Ci
sono artisti che diventano famosi perché hanno la hit giusta al momento giusto.
E poi ci sono artisti come sombr, che sembrano comparire dal nulla e
all’improvviso diventano ovunque. Un giorno il suo nome era confinato agli edit
su TikTok fatti alle due di notte, il giorno dopo era candidato ai Grammy
Awards, ai Brit Awards e in classifica praticamente in mezzo alle popstar più
grandi del momento. E la cosa assurda è che tutto questo è successo in
pochissimo tempo.
Ma
ridurre sombr al classico “fenomeno TikTok” sarebbe anche abbastanza
superficiale. Perché se milioni di persone continuano ad ascoltarlo
ossessivamente non è solo per i ritornelli facili da usare nei video. È perché
la sua musica riesce a fare una cosa che molti artisti oggi non riescono più a
fare: sembrare davvero vissuta.
Le
sue canzoni hanno tutte quell’atmosfera da notte infinita a New York, da
relazione che non riesce né a iniziare né a finire davvero, da messaggi riletti
cento volte senza risposta. E infatti gran parte del successo di sombr nasce
proprio da lì: dalla capacità di raccontare i rapporti sentimentali moderni
senza renderli “cinematografici”, ma anzi lasciandoli disordinati, frustranti e
spesso pure un po’ tossici.
Basta
ascoltare “back to friends”, che è probabilmente la canzone che gli ha
cambiato la carriera.
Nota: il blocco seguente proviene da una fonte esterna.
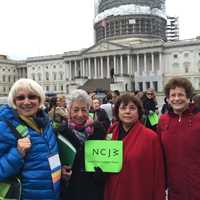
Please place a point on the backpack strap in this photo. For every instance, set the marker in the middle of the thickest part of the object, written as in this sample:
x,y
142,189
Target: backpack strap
x,y
164,122
20,130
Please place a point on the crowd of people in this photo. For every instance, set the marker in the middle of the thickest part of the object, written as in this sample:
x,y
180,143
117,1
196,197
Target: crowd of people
x,y
160,146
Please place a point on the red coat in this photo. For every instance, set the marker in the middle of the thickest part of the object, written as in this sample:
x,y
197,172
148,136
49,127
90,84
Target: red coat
x,y
142,175
181,141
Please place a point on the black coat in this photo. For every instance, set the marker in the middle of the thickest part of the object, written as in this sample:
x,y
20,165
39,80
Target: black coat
x,y
84,185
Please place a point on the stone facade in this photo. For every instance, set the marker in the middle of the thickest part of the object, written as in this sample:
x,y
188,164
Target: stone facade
x,y
132,64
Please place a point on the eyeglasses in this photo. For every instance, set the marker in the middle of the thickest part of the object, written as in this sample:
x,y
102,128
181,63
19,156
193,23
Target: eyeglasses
x,y
23,97
130,108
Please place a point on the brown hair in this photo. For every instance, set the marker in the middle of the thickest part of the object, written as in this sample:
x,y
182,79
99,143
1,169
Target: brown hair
x,y
179,82
125,99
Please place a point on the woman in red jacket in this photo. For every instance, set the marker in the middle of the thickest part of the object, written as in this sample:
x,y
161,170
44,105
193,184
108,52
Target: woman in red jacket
x,y
180,134
142,174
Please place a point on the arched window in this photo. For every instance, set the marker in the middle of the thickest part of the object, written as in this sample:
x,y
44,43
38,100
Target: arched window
x,y
175,65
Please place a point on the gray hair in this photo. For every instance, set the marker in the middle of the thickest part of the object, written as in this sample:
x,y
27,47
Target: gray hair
x,y
29,85
78,95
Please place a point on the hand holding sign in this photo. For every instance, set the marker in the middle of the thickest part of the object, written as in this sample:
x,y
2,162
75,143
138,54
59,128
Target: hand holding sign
x,y
107,155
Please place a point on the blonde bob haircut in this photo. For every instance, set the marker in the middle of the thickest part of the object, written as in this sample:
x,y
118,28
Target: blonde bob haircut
x,y
27,84
78,95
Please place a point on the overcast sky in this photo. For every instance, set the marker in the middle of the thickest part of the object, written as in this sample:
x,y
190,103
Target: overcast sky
x,y
47,27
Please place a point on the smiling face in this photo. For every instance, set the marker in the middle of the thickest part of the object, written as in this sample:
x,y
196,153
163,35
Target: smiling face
x,y
79,112
27,103
96,104
128,114
178,100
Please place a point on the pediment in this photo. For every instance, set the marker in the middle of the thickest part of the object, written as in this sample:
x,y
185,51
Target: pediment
x,y
104,46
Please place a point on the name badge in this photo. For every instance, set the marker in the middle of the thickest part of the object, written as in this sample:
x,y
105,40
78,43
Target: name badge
x,y
55,166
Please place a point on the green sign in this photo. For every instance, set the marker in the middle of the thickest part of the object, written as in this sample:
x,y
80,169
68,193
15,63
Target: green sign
x,y
108,155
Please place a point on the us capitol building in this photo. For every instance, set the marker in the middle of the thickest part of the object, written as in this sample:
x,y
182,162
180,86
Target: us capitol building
x,y
136,47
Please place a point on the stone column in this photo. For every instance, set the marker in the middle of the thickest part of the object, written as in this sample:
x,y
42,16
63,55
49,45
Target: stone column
x,y
101,67
145,62
70,70
138,64
75,68
152,62
89,68
83,67
115,68
95,67
108,67
128,65
160,62
121,65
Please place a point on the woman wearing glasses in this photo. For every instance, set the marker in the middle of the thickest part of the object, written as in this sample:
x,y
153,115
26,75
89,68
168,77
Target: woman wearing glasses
x,y
33,158
150,108
82,185
142,174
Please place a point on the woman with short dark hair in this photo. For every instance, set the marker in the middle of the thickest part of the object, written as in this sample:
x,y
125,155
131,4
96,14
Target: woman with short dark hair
x,y
179,130
33,158
142,174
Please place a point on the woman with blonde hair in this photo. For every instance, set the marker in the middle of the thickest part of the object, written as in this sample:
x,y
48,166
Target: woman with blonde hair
x,y
33,158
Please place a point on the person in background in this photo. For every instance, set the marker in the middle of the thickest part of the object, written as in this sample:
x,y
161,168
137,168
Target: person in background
x,y
58,112
115,95
179,131
142,174
108,106
34,158
99,114
196,101
166,107
139,94
150,107
82,185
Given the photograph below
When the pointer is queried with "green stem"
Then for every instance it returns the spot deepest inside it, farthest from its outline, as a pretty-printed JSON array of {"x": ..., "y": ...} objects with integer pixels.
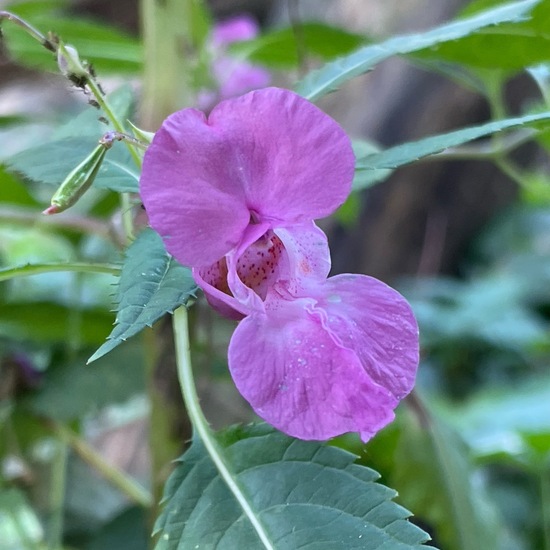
[
  {"x": 66, "y": 220},
  {"x": 131, "y": 488},
  {"x": 36, "y": 269},
  {"x": 200, "y": 424},
  {"x": 170, "y": 46},
  {"x": 545, "y": 499},
  {"x": 57, "y": 496}
]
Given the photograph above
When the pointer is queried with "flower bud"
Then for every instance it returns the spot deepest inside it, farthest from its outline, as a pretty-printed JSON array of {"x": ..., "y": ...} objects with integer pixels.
[
  {"x": 77, "y": 182},
  {"x": 69, "y": 63}
]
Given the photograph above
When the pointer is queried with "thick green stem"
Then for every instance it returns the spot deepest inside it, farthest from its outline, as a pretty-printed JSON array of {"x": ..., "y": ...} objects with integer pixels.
[
  {"x": 200, "y": 424},
  {"x": 170, "y": 50}
]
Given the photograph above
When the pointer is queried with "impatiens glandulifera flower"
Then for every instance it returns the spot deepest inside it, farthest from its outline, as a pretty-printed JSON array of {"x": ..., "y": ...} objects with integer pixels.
[
  {"x": 233, "y": 76},
  {"x": 234, "y": 196}
]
A primo ascolto sembra semplicemente una breakup song
nostalgica, ma in realtà il pezzo gira tutto attorno a quell’idea terribile e
super contemporanea del “torniamo amici” dopo una relazione che chiaramente non
può funzionare così. Non parla di un amore finito in modo drammatico: parla di
quel limbo ambiguo in cui due persone continuano a sentirsi anche quando sanno
che dovrebbero lasciarsi perdere. Ed è esattamente questo che l’ha resa così
enorme online.
Anche
“undressed” funziona così. Il titolo potrebbe far pensare a qualcosa di
sensuale, ma il pezzo è quasi il contrario. Parla della paura di andare avanti
dopo una relazione, del sentirsi emotivamente “spogliati” davanti a qualcun
altro. Musicalmente è fragile, sospesa, quasi incompleta in modo intenzionale,
e forse è proprio questo che ha fatto impazzire internet.
Poi
c’è “12 to 12”, che mostra un lato diverso di sombr. Più teatrale, più
pop, quasi più da popstar vera e propria. Il videoclip con Addison Rae ha
trasformato il pezzo in un evento pop virale, tra edit, teorie e clip condivise
ovunque. È stato il momento in cui sombr ha smesso di sembrare soltanto un
artista indie diventato famoso online ed è diventato una figura centrale del
nuovo pop generazionale.
Con
l’album “I barely knew her” ha poi dimostrato di non essere soltanto
“quello delle canzoni virali”. Il disco alterna pezzi più intimi ad altri più
grandi e quasi da arena, ma sempre con lo stesso filo conduttore: nostalgia,
relazioni irrisolte e solitudine emotiva. È un album che sembra parlare
direttamente a una generazione cresciuta tra chat lasciate aperte, rapporti
indefiniti e paura di affezionarsi davvero.
Nel
frattempo il successo è diventato enorme: miliardi di stream, tour
internazionali e la candidatura ai Grammy come miglior artista emergente del
2026. Non ha vinto, ma essere lì, accanto ai nomi più importanti del pop
contemporaneo, ha dimostrato quanto velocemente sia cresciuta la sua carriera.
Anche
ai Brit Awards il suo nome era ormai ovunque. Era candidato come International
Artist of the Year e “Undressed” come International Song of the Year. Alla fine
non ha vinto, ma la sua presenza ai BRITs ha confermato definitivamente il suo
passaggio da artista virale a fenomeno globale.
Adesso
sombr è tornato con “Potential”, un singolo più elettrico e cinematografico ma
ancora pieno di quella malinconia romantica che ormai è diventata la sua firma.
E ancora una volta il meccanismo sembra ripetersi: il pezzo è già ovunque
online, tra video, caption e persone che si riconoscono immediatamente nei suoi
testi.
Ed
è forse questa la cosa che rende sombr diverso da tanti altri artisti nati sui
social: non ha semplicemente creato delle hit virali, ma una colonna sonora
emotiva precisa per la sua generazione.